O Hospital Albert Einstein, onde Bruno Covas fez tratamento contra o câncer, doou um robô que vale R$ 7 milhões para a realização de operações oncológicas e batriátricas.

Na cerimônia, estiveram presentes o atual prefeito da cidade, Ricardo Nunes (MDB); e familiares de Bruno Covas, como o irmão e o tio. O filho, Tomás Covas, de 16 anos, participou da solenidade de maneira remota.

"Hoje é um dia difícil, mas não tenho dúvidas de que meu pai está orgulhoso, pois o principal objetivo da sua gestão era a saúde", disse Tomás.

BRUNO COVAS E O TRATAMENTO CONTRA O CÂNCER

Em outubro de 2019, já como prefeito da cidade de São Paulo, Bruno Covas foi diagnosticado com um tumor na cárdia, região do sistema digestório que fica entre o esôfago e o estômago.

Covas estava com uma trombose na perna direita, seguida de embolia pulmonar. Durante a realização de exames, foi localizado o câncer, que já estava com metástases no fígado e nos linfonodos

Após oito sessões de quimioterapia, o tumor regrediu, mas não havia sido eliminado, o que causou um novo tratamento, agora com imunoterapia.
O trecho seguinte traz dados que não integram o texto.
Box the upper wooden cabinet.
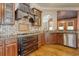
[3,3,15,24]
[57,18,77,31]
[57,10,78,31]
[0,3,15,25]
[32,8,42,26]
[57,10,77,20]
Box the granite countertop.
[18,32,40,37]
[48,31,79,33]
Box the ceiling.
[38,3,79,8]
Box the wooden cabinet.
[47,33,64,44]
[5,43,17,56]
[0,3,15,24]
[57,18,77,31]
[0,40,4,56]
[38,33,45,47]
[3,3,15,25]
[0,3,3,24]
[0,38,18,56]
[18,35,38,56]
[58,21,66,31]
[57,33,64,45]
[32,8,42,26]
[0,45,4,56]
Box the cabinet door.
[58,21,66,31]
[0,45,4,56]
[3,3,15,24]
[52,33,58,44]
[57,33,64,45]
[66,20,76,30]
[0,3,3,24]
[5,43,17,56]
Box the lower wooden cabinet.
[0,46,4,56]
[57,33,64,45]
[0,38,18,56]
[5,43,17,56]
[46,33,64,44]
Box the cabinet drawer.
[5,38,17,44]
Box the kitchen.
[0,3,79,56]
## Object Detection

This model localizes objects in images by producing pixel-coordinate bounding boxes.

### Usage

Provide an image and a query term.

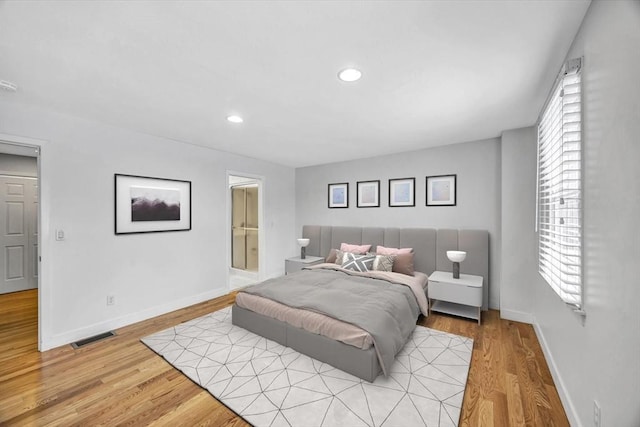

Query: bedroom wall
[0,153,38,177]
[295,138,501,308]
[500,126,538,323]
[516,1,640,427]
[0,102,296,349]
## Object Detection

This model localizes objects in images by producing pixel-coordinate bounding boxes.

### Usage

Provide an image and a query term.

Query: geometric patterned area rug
[142,307,473,427]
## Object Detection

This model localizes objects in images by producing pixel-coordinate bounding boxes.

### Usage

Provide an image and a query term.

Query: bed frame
[232,225,489,382]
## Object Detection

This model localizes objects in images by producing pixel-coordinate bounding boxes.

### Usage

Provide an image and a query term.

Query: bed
[232,226,489,382]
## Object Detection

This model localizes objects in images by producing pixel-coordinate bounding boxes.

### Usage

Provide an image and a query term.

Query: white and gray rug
[142,307,473,427]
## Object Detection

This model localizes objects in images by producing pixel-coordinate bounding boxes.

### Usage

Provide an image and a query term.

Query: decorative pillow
[342,252,376,272]
[324,249,342,264]
[393,253,415,276]
[340,243,371,255]
[369,254,395,271]
[376,246,413,255]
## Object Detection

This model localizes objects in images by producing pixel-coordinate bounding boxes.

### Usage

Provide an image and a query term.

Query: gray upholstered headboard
[302,225,489,310]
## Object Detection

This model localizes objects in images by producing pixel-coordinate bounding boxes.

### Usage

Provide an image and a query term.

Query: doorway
[227,174,263,290]
[0,139,40,349]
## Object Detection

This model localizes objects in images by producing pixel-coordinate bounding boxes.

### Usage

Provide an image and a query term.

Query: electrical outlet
[593,400,602,427]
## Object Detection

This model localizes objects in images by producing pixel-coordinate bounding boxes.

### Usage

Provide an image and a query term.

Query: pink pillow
[376,246,413,255]
[340,243,371,255]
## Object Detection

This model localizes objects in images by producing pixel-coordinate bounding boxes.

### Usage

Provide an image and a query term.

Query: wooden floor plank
[0,290,569,427]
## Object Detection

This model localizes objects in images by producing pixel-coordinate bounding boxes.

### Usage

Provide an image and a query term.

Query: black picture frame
[389,178,416,208]
[327,182,349,209]
[356,180,380,208]
[425,174,458,206]
[114,174,191,235]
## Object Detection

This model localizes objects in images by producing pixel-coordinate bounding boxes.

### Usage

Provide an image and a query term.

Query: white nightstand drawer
[427,271,484,324]
[428,281,482,307]
[284,255,324,274]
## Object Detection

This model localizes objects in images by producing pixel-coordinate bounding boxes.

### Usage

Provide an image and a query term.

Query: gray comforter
[243,269,420,376]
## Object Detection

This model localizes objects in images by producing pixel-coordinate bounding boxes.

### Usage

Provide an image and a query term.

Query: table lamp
[298,239,309,259]
[447,251,467,279]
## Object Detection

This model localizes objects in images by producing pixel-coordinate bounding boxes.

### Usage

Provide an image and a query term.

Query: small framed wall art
[329,182,349,209]
[115,174,191,234]
[389,178,416,207]
[427,174,457,206]
[357,181,380,208]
Em 2020, Bruno Covas foi eleito para um novo mandato como prefeito de São Paulo e participou da campanha normalmente, com algumas restrições devido à pandemia

Em janeiro de 2021, o então prefeito se licenciou por 10 dias para fazer 24 sessões de radioterapia. Em abril, foram detectados outros tumores nos ossos e no fígado. Já em maio, pediu um novo afastamento, desta vez por um mês, para mais um tratamento. Ele chegou a ser intubado após sangramento na região da cárdia, que foi controlado horas depois.

Permaneceu internado no Hospital Sírio-Libanês até o dia 16 de maio de 2021, quando morreu no início daquela manhã.